6. You will work from you home office in Raleigh, North Carolina subject to your attendance of meetings at other Company offices and/or at other locations.
7. During your employment with the Company you will be entitled to participate in all our then current customary employee benefit plans and programs, subject to eligibility requirements, enrollment criteria, and the other terms and conditions of such plans and programs. The Company reserves the right to change or rescind its benefit plans and programs and alter employee contribution levels in its discretion.
8. By executing this letter below, you agree that during the course of your employment and thereafter that you shall not use or disclose, in whole or in part, any of the Company’s or its clients’ trade secrets, confidential and proprietary information, including client lists and information, to any person, firm, corporation, or other entity for any reason or purpose whatsoever other than in the course of your employment with the Company or with the prior written permission of the Company’s Chief Executive Officer or Chief Financial Officer. By executing this letter below, you represent and warrant to the Company that you have no agreement with, or duty to, any previous employer or other person or entity that would prohibit, prevent, inhibit, limit, or conflict with the performance of your duties to the Company.

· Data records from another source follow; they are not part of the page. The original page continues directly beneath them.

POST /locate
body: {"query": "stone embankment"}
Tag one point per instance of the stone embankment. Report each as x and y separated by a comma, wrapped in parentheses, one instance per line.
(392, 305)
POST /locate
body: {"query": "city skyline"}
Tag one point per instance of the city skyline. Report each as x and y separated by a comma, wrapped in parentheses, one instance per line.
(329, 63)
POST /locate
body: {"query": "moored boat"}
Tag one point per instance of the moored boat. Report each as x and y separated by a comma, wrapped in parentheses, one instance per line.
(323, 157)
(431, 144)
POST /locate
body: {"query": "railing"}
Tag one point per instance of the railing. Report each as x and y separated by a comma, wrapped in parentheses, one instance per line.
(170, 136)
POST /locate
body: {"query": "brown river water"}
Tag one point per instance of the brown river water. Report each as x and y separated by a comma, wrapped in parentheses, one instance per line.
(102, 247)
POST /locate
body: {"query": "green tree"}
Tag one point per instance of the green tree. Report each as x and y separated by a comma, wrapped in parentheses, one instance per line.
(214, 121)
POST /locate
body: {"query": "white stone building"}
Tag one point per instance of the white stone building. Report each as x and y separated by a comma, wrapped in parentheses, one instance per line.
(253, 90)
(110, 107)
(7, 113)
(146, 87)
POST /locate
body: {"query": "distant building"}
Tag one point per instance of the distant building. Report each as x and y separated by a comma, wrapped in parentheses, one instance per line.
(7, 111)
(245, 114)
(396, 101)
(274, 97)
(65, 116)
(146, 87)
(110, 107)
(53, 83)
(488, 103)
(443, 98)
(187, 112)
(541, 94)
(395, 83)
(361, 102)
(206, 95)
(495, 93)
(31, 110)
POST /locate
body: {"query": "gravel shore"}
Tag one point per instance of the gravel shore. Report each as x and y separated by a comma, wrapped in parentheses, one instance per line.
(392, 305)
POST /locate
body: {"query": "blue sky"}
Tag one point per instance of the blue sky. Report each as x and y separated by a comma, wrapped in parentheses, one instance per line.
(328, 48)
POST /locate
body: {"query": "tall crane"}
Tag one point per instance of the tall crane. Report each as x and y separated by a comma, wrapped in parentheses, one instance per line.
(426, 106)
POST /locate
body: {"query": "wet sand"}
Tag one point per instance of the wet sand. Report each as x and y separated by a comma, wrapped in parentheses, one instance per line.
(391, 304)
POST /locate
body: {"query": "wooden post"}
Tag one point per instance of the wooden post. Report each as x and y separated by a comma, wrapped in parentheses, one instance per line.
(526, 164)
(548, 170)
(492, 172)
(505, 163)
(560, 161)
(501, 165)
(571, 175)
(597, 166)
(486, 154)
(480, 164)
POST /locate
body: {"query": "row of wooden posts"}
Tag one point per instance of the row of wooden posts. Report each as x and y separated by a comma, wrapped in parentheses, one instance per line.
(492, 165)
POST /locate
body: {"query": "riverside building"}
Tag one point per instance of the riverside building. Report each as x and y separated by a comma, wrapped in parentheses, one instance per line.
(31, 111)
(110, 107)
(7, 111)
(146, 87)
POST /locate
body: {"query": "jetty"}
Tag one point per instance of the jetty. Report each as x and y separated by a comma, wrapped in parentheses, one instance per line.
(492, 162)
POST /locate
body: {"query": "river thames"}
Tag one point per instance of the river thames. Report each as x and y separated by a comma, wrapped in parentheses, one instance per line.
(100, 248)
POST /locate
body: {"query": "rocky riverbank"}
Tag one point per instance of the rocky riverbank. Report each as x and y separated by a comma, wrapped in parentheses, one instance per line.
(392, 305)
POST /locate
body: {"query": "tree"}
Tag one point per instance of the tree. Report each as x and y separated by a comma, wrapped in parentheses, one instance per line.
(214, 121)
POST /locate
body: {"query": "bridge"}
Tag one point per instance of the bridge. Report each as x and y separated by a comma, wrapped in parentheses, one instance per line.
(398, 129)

9. This offer of employment with the Company is contingent upon (a) our satisfactory completion of reference and background checks, and (b) proof of your authorization to work. If, based upon a unique circumstance, you commence work before the Company has completed its inquiry in clause (a) or receive proof under clause (b), you will be deemed to be a conditional employee.
10. Although we hope that your employment with us is mutually satisfactory, employment at the Company is “at will.” This means that, just as you may resign from the Company at any time with or without cause, the Company has the right to terminate your employment relationship at any time with or without cause or notice. Neither this letter nor any other communication, either written or oral, should be construed as a contract of employment, unless it is signed by both you and the Company’s Chief Executive Officer or Chief Financial Officer, and such agreement is expressly acknowledged as an employment contract.